Le lundi 8 juin 2026, une audience de plus de quatre heures s’est déroulée au tribunal de grande instance de N’Djamena. Un individu est poursuivi pour avoir cédé un même terrain à plusieurs acquéreurs pour plusieurs millions de francs CFA. Le mis en cause est également accusé de menaces de mort.

D’après le dossier, le prévenu aurait reçu des versements de plusieurs personnes, allant de 52 millions à 99,5 millions de francs CFA.

Lors de l’audience, des échanges vifs ont opposé le collectif de la défense du prévenu aux avocats de la partie civile.
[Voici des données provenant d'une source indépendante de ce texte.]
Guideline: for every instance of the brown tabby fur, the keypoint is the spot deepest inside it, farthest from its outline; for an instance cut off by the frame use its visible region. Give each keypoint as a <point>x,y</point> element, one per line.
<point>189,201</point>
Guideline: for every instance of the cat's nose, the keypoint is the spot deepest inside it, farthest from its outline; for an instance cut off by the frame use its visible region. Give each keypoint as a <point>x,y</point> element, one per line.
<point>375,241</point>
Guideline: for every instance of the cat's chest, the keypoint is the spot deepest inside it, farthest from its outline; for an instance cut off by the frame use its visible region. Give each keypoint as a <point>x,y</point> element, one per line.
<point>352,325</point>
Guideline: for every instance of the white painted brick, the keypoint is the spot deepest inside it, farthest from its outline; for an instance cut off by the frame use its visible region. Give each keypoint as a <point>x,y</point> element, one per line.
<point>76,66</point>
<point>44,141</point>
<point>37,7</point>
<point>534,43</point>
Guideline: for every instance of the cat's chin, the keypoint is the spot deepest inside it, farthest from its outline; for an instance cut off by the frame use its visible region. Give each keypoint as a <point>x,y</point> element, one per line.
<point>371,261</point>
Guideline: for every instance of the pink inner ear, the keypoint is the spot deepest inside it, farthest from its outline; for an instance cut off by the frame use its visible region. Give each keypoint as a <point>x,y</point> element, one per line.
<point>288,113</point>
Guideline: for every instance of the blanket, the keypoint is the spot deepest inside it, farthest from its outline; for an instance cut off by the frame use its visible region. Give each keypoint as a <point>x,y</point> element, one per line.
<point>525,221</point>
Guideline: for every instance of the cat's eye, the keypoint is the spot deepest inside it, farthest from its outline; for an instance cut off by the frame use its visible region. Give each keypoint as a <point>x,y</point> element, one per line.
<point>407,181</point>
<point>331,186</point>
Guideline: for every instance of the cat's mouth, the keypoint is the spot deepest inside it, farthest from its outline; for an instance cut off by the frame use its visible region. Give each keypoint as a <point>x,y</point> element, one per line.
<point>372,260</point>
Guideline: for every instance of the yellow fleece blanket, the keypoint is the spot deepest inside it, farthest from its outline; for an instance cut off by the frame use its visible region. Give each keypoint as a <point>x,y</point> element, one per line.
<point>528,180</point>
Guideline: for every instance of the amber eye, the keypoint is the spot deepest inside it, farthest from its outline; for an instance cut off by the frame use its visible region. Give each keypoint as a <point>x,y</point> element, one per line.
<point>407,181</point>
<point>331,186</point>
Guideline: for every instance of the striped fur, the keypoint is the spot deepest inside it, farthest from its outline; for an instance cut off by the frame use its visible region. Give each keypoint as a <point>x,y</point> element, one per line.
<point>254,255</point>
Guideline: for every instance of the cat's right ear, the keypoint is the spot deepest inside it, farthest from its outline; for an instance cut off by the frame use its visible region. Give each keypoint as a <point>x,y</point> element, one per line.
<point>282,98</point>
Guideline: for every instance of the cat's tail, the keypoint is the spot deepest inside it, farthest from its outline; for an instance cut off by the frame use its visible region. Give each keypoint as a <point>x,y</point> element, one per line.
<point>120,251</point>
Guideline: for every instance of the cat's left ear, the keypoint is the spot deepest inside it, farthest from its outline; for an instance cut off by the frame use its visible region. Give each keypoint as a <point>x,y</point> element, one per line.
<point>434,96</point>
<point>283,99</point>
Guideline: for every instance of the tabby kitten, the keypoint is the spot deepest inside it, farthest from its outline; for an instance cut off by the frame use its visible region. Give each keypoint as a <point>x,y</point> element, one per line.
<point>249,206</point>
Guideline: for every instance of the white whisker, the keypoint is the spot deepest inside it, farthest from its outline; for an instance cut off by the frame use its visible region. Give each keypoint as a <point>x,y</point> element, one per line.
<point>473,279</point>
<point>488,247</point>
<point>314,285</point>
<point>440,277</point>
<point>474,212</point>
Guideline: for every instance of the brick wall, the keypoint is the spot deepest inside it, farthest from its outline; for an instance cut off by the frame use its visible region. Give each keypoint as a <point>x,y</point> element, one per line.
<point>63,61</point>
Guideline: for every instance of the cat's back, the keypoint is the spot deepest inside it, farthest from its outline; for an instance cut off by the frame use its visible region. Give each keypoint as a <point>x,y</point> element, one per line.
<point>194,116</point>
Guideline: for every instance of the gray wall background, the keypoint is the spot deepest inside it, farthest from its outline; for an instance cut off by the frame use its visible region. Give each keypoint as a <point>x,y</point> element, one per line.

Ces derniers réclament le remboursement des sommes versées par leurs clients ainsi que des dommages et intérêts.

Le collectif de la défense a indiqué que leur client a été maintenu en garde à vue pendant plus de trois mois par les services de renseignement avant d’être présenté à la justice, ce qui serait illégal. Ils soutiennent que le terrain appartient légitimement à leur client, représentant de ses frères, et ne fait l’objet d’aucun litige. Ils ont ajouté que l’oncle paternel du prévenu aurait manipulé certains membres de la famille pour revendiquer le bien de son frère décédé, entraînant la mobilisation des acheteurs pour exiger leur argent.

La défense de la partie civile a qualifié les agissements du prévenu d’escroquerie, accusation rejetée par les avocats du prévenu. Ils affirment qu’aucun bien n’a été remis à leur client de manière frauduleuse et que les articles 213 et 214 du code pénal tchadien ne s’appliquent pas en l’espèce. Le procureur a requis la condamnation du prévenu pour les faits reprochés, soulignant que percevoir des sommes importantes de plusieurs personnes constitue une infraction, et a demandé une amende de 500 000 francs CFA.

Chaque partie exerce une pression sur les juges pour obtenir gain de cause. Il est à noter qu’une situation similaire s’était produite le 1er juin dernier au tribunal pour la même affaire. Le tribunal a renvoyé l’affaire pour délibération, et en attendant, le prévenu est placé en garde à vue à la maison d’arrêt de Klessoum.